Effectivement, le Monarque ne confond pas les rendez-vous. Il ne pense qu’au sien, en 2012. Une sévère défaite au scrutin régional l’handicapera pour la nouvelle séquence électorale qui démarrera au lendemain du 21 mars, celle vers l’Elysée en 2012.



Samedi déjà, sa visité au Salon de l'Agriculture a fait choux blanc. Il est venu trop tard (le dernier jour), trop tôt (avant l'ouverture), et quasiment caché. Cette video rappelle l'ampleur du vide, la répétition des promesses. Nicolas Sarkozy est un tel un lapin Duracell qui s'épuise.

Des ministres en réaction

Justice, éducation, identité, agriculture, les sujets ne manquent pas où l’on voit des ministres accourir pour réagir tant que faire se peut.
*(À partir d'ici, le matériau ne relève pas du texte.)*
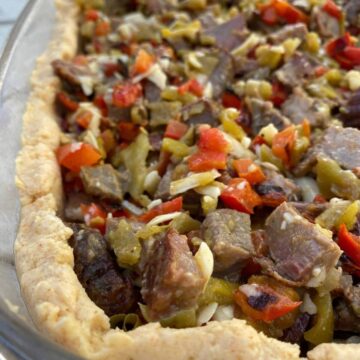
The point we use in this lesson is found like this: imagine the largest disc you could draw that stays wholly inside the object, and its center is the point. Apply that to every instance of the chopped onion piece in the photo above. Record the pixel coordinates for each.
(205, 259)
(132, 208)
(193, 181)
(224, 312)
(206, 313)
(309, 188)
(164, 218)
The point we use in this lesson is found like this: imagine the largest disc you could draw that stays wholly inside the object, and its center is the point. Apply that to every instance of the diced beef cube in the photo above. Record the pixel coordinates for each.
(98, 273)
(229, 34)
(300, 106)
(227, 232)
(345, 319)
(263, 113)
(223, 74)
(277, 183)
(352, 11)
(351, 114)
(162, 112)
(289, 32)
(200, 112)
(328, 26)
(300, 250)
(172, 280)
(70, 73)
(103, 181)
(296, 70)
(337, 143)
Nicolas Sarkozy aurait pu recevoir des représentants de la profession judiciaire, dont une vingtaine d’organisations ont appelé à la grève et manifestaient mardi à Paris. Ces dernières ont signé un appel unitaire sobrement intitulé « sauver la justice ». Le ras-le-bol est général. Les difficultés matérielles perdurent, l'indépendance de la justice est menacée. La « diarrhée législative » - une expression de Virginie Duval, de l'Union syndicale des magistrats – engorgent tribunaux et prisons. La Garde des Sceaux a reporté l’examen de la réforme de l’instruction. Et les changements annoncés en matière de garde à vue ne règlent pas les excès constatés ces dernières années. Le personnel pénitentiaire critique le manque de moyens et le remplacement des surveillants par des caméras. La video-surveillance semble être la seule réponse (et encore !) en Sarkofrance : quand les effectifs de police et de gendarmerie baissent, le gouvernement tente de répondre par une loi truffée de dispositions « électroniques » (la fameuse LOPPSI II), avec ses caméras, ses mouchards, ses fichiers et autres extensions liberticides. « Madame Alliot Marie ne veut manifestement pas dicuter du fond de la réforme qui est la suppression du juge d’instruction sans évolution du statut du parquet et on nous laisse les miettes pour la concertation. Ce qui nous intéresse c’est de parler du cœur du projet :  l’indépendance des magistrats qui vont faire l’enquête » justifiait Christophe Régnard, président de l’Union syndicale des magistrats au micro d'Europe 1 mardi 9 mars.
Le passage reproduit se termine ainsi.